What will be Ramotar’s reaction to what the High Commissioner spoke? What will be his interpretation? We don’t know what the other two diplomats that comprise the ABC countries are going to say (the ABC countries are America, Britain and Canada – not Argentina, Brazil and Chile as PPP Parliamentarian and Sports Director Neil Kumar publicly stated – such ignorance is unbelievably sordid).
Predicting their reaction should not be difficult. Any schoolboy should be familiar with the essential weakness of the presidential prorogue, and for this reason, the Canadian and American diplomats will have no alternative but to disagree with the prorogation. In suspending Parliament, Ramotar was acting on the election results of 2011 that gave him the presidency.
Those election results gave the opposition the control of the Legislature. Mr. Ramotar is refusing to accept that the parliamentary majority is an elected body. He is behaving as if he is the only elected person that has been empowered by the 2011 election results. This is what makes the prorogation obnoxious and illegal.

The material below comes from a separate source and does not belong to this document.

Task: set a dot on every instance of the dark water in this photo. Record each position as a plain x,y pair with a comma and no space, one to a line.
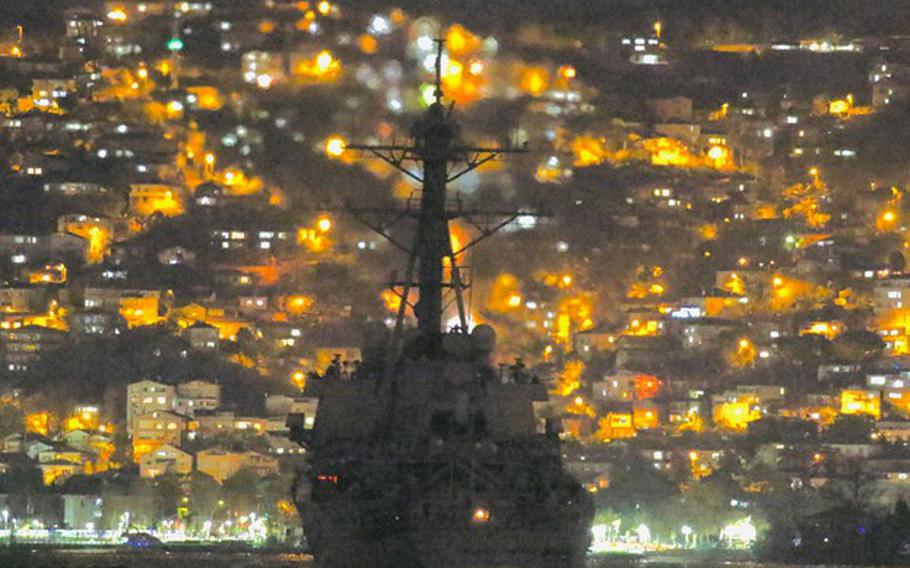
119,558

It is for this reason the opposition should refuse to be placated. Mr. Ramotar has suspended the Parliament that was invested with power to act under the Constitution of Guyana. It was not a body imposed by a coup. The parliamentary majority won its power in a free and fair election. It has the power to regulate its own affairs, part of which is to make Bills and if necessary, through a majority vote, dissolve Parliament.
The President of Guyana is within his right to prorogue Parliament if a minority has hijacked the House, rendered the majority ineffective, and is about to push through a putsch that will in itself override the elected presidency. None of that has happened. A majority in the House did what the Constitution empowered it to do – hold a vote of no-confidence.
The farce, charade, masquerade, pantomime and mamaguy about this prorogation are that a man and his party that did not win a majority vote in a free national election have de-recognized the 2011 election results. This is what should be at the centre of the protest. The PPP must be made to understand that the election results made it a minority government and a minority government cannot overrule a parliament where the president’s party is in the minority.
One suspects that in the coming days more reaction will be condemnatory, because of Mr. Ramotar’s de-recognition of a legal, legitimate Parliament. And equally egregious is Mr. Ramotar’s consistent explanation as to why he de-mobilized Parliament – to bring the opposition to the dialogue table. He should stop playing that record, because each time he plays it in the same breath he contradicts himself.
One cannot count the times over the past week, he said that he tried his best to get the cooperation of the opposition in the many meetings he held with them but they are obstinate. Why then does this man think that in suspending the arena this very opposition says is its stronghold, that it will dissolve their “obduracy?”
It is not only logical but commonsensical, if you are claiming that they are unwilling to compromise and your many dialogues with them were unsuccessful, why should success come now when you have angered them more deeply? Most disturbingly as the days wear on, Mr. Ramotar is going to continue on this contradictory wagon. He is going to continue to embarrass himself by repeating what lacks logic and commonsense.